Shutting Down Cluster
Tip
- You must back up your etcd data before you shut down the cluster as your cluster can be restored if you encounter any issues when restarting the cluster.
- Using the method in this tutorial can shut down a cluster gracefully, while the possibility of data corruption still exists.
Step 1: Get Node List
nodes=$(kubectl get nodes -o name)
Step 2: Shut Down All Nodes
for node in ${nodes[@]}
do
echo "==== Shut down $node ===="
ssh $node sudo shutdown -h 1
done
Then you can shut down other cluster dependencies, such as external storage.
Restart Cluster Gracefully
You can restart a cluster gracefully after shutting down the cluster gracefully.
Prerequisites
You have shut down your cluster gracefully.
Tip
Usually, a cluster can be used after restarting, but the cluster may be unavailable due to unexpected conditions.
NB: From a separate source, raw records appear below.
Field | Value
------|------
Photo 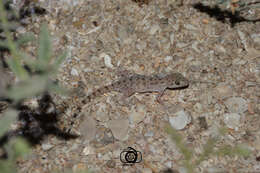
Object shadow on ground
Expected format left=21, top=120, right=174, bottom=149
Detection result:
left=192, top=2, right=260, bottom=27
left=0, top=94, right=78, bottom=159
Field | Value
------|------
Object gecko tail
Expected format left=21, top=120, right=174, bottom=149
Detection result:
left=189, top=80, right=217, bottom=85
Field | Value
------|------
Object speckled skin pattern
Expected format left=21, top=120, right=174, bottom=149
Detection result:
left=81, top=73, right=189, bottom=104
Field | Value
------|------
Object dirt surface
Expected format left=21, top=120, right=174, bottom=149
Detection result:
left=14, top=0, right=260, bottom=172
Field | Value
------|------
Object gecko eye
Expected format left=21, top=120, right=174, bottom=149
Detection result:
left=175, top=80, right=180, bottom=85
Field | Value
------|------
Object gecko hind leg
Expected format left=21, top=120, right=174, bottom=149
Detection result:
left=118, top=88, right=135, bottom=106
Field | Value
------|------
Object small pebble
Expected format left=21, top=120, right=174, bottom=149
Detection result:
left=129, top=104, right=147, bottom=124
left=70, top=68, right=79, bottom=76
left=164, top=56, right=173, bottom=62
left=169, top=110, right=191, bottom=130
left=165, top=161, right=172, bottom=168
left=107, top=119, right=129, bottom=141
left=160, top=18, right=168, bottom=25
left=223, top=113, right=241, bottom=130
left=198, top=117, right=208, bottom=130
left=193, top=102, right=203, bottom=113
left=95, top=103, right=110, bottom=122
left=144, top=131, right=154, bottom=137
left=101, top=129, right=115, bottom=145
left=149, top=24, right=160, bottom=35
left=106, top=160, right=116, bottom=168
left=82, top=146, right=94, bottom=155
left=184, top=24, right=197, bottom=30
left=170, top=32, right=175, bottom=44
left=215, top=45, right=226, bottom=53
left=142, top=168, right=153, bottom=173
left=214, top=84, right=233, bottom=99
left=251, top=33, right=260, bottom=47
left=100, top=53, right=114, bottom=68
left=224, top=97, right=247, bottom=113
left=178, top=167, right=188, bottom=173
left=41, top=143, right=53, bottom=151
left=79, top=116, right=96, bottom=141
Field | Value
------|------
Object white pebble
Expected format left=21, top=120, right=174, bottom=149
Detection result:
left=41, top=143, right=53, bottom=151
left=100, top=53, right=114, bottom=68
left=149, top=24, right=160, bottom=35
left=83, top=146, right=94, bottom=155
left=224, top=97, right=247, bottom=113
left=70, top=68, right=79, bottom=76
left=169, top=110, right=191, bottom=130
left=223, top=113, right=241, bottom=131
left=164, top=56, right=173, bottom=62
left=144, top=131, right=154, bottom=137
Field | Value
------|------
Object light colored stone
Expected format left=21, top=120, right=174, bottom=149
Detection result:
left=129, top=104, right=147, bottom=124
left=251, top=33, right=260, bottom=47
left=107, top=119, right=129, bottom=141
left=41, top=143, right=53, bottom=151
left=141, top=168, right=152, bottom=173
left=100, top=53, right=114, bottom=68
left=169, top=110, right=191, bottom=130
left=95, top=103, right=109, bottom=122
left=224, top=97, right=247, bottom=113
left=164, top=55, right=173, bottom=62
left=82, top=146, right=95, bottom=155
left=149, top=24, right=160, bottom=35
left=223, top=113, right=241, bottom=131
left=214, top=84, right=233, bottom=99
left=184, top=24, right=197, bottom=30
left=144, top=131, right=154, bottom=137
left=70, top=68, right=79, bottom=76
left=79, top=116, right=97, bottom=141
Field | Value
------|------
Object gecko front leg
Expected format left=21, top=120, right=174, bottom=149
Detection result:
left=155, top=87, right=168, bottom=104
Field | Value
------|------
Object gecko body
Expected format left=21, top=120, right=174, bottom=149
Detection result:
left=81, top=73, right=189, bottom=104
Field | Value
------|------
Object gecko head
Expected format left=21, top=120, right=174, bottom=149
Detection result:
left=167, top=73, right=189, bottom=89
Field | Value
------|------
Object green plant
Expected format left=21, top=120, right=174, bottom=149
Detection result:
left=0, top=109, right=31, bottom=173
left=0, top=0, right=68, bottom=172
left=165, top=124, right=251, bottom=173
left=5, top=24, right=68, bottom=101
left=0, top=137, right=31, bottom=173
left=0, top=0, right=67, bottom=101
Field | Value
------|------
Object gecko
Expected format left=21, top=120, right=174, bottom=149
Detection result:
left=81, top=72, right=189, bottom=104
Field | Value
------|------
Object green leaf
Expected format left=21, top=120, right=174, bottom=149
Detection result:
left=0, top=109, right=17, bottom=137
left=16, top=32, right=35, bottom=47
left=6, top=75, right=48, bottom=101
left=37, top=24, right=52, bottom=70
left=0, top=40, right=8, bottom=49
left=0, top=160, right=16, bottom=173
left=47, top=82, right=69, bottom=96
left=6, top=51, right=29, bottom=80
left=233, top=145, right=251, bottom=157
left=13, top=138, right=31, bottom=158
left=18, top=51, right=36, bottom=69
left=165, top=124, right=193, bottom=161
left=53, top=50, right=67, bottom=70
left=196, top=138, right=217, bottom=165
left=0, top=21, right=19, bottom=32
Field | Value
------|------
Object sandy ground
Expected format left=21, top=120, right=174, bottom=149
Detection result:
left=12, top=0, right=260, bottom=172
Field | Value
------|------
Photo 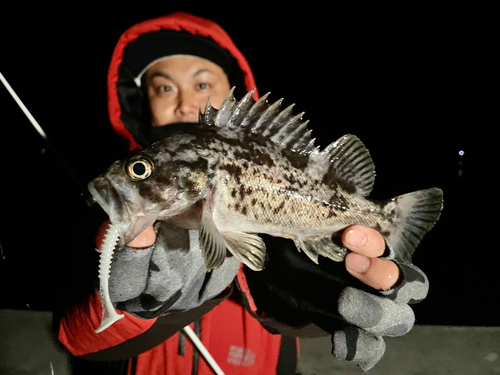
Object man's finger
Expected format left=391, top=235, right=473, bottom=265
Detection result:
left=345, top=253, right=400, bottom=290
left=332, top=327, right=386, bottom=371
left=342, top=225, right=386, bottom=258
left=126, top=226, right=157, bottom=249
left=338, top=287, right=415, bottom=336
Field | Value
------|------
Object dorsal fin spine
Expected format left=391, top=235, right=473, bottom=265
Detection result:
left=302, top=138, right=317, bottom=155
left=271, top=111, right=304, bottom=144
left=228, top=89, right=256, bottom=128
left=282, top=121, right=309, bottom=150
left=243, top=92, right=270, bottom=130
left=202, top=97, right=216, bottom=127
left=263, top=103, right=295, bottom=138
left=290, top=123, right=312, bottom=152
left=214, top=87, right=237, bottom=127
left=296, top=129, right=314, bottom=154
left=252, top=98, right=283, bottom=134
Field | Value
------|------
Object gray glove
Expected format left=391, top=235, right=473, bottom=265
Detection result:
left=332, top=261, right=429, bottom=371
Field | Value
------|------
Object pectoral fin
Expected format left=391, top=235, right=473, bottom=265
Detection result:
left=221, top=231, right=266, bottom=271
left=200, top=203, right=228, bottom=271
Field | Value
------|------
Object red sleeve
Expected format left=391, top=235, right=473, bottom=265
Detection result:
left=58, top=290, right=157, bottom=356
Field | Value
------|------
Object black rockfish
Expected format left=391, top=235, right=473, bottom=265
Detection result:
left=89, top=88, right=443, bottom=272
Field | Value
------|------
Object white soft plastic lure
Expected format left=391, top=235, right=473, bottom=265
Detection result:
left=95, top=223, right=125, bottom=333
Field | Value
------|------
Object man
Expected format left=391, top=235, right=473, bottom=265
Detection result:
left=59, top=12, right=428, bottom=374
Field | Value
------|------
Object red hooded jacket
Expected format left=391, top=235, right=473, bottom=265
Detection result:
left=58, top=12, right=298, bottom=375
left=107, top=12, right=258, bottom=152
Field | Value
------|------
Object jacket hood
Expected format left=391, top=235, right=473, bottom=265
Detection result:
left=107, top=12, right=259, bottom=150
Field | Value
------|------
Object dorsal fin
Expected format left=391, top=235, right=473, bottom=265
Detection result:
left=200, top=89, right=375, bottom=196
left=311, top=134, right=375, bottom=196
left=200, top=88, right=314, bottom=152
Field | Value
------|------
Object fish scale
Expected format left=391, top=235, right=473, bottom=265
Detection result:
left=215, top=158, right=380, bottom=234
left=89, top=88, right=443, bottom=274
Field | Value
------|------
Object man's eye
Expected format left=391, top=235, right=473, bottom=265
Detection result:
left=198, top=83, right=209, bottom=90
left=159, top=85, right=172, bottom=92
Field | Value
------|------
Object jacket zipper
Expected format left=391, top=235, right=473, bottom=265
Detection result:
left=192, top=320, right=201, bottom=375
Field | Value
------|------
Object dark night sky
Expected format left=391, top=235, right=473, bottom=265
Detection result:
left=0, top=5, right=498, bottom=325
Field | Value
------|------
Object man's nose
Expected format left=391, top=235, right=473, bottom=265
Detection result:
left=174, top=92, right=200, bottom=121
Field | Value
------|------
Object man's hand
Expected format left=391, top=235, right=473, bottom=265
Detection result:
left=332, top=224, right=429, bottom=370
left=342, top=225, right=400, bottom=290
left=96, top=220, right=156, bottom=250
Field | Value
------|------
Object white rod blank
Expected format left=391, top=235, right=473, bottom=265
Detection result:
left=183, top=325, right=225, bottom=375
left=0, top=71, right=48, bottom=139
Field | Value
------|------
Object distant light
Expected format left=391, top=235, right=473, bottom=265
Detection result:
left=40, top=148, right=46, bottom=154
left=459, top=150, right=464, bottom=156
left=458, top=170, right=463, bottom=177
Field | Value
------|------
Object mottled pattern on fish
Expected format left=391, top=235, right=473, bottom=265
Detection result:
left=89, top=88, right=443, bottom=272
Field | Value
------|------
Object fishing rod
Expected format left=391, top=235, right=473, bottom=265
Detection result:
left=0, top=71, right=96, bottom=208
left=1, top=70, right=226, bottom=375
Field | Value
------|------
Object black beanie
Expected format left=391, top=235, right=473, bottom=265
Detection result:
left=123, top=31, right=237, bottom=87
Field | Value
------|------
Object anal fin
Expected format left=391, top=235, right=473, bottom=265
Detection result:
left=295, top=236, right=348, bottom=264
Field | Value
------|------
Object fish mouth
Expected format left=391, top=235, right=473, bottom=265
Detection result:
left=88, top=177, right=157, bottom=245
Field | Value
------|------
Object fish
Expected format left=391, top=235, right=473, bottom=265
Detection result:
left=88, top=88, right=443, bottom=272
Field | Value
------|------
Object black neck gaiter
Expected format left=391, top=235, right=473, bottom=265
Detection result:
left=144, top=122, right=202, bottom=146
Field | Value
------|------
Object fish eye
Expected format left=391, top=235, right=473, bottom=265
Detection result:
left=126, top=157, right=153, bottom=181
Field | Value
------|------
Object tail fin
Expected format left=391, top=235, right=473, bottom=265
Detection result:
left=384, top=188, right=443, bottom=262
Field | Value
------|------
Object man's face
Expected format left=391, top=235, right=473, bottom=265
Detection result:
left=145, top=55, right=232, bottom=126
For example:
- Etcd data corruption during the shutdown.
- Node failures.
- Unexpected network errors.
Step 1: Check All Cluster Dependencies’ Status
Ensure all cluster dependencies are ready, such as external storage.
Step 2: Power on Cluster Machines
Wait for the cluster to be up and running, which may take about 10 minutes.
Step 3: Check All Master Nodes’ Status
Check the status of core components, such as etcd services, and make sure everything is ready.
kubectl get nodes -l node-role.kubernetes.io/master
Step 4: Check All Worker Nodes’ Status
kubectl get nodes -l node-role.kubernetes.io/worker
If your cluster fails to restart, please try to restore the etcd cluster.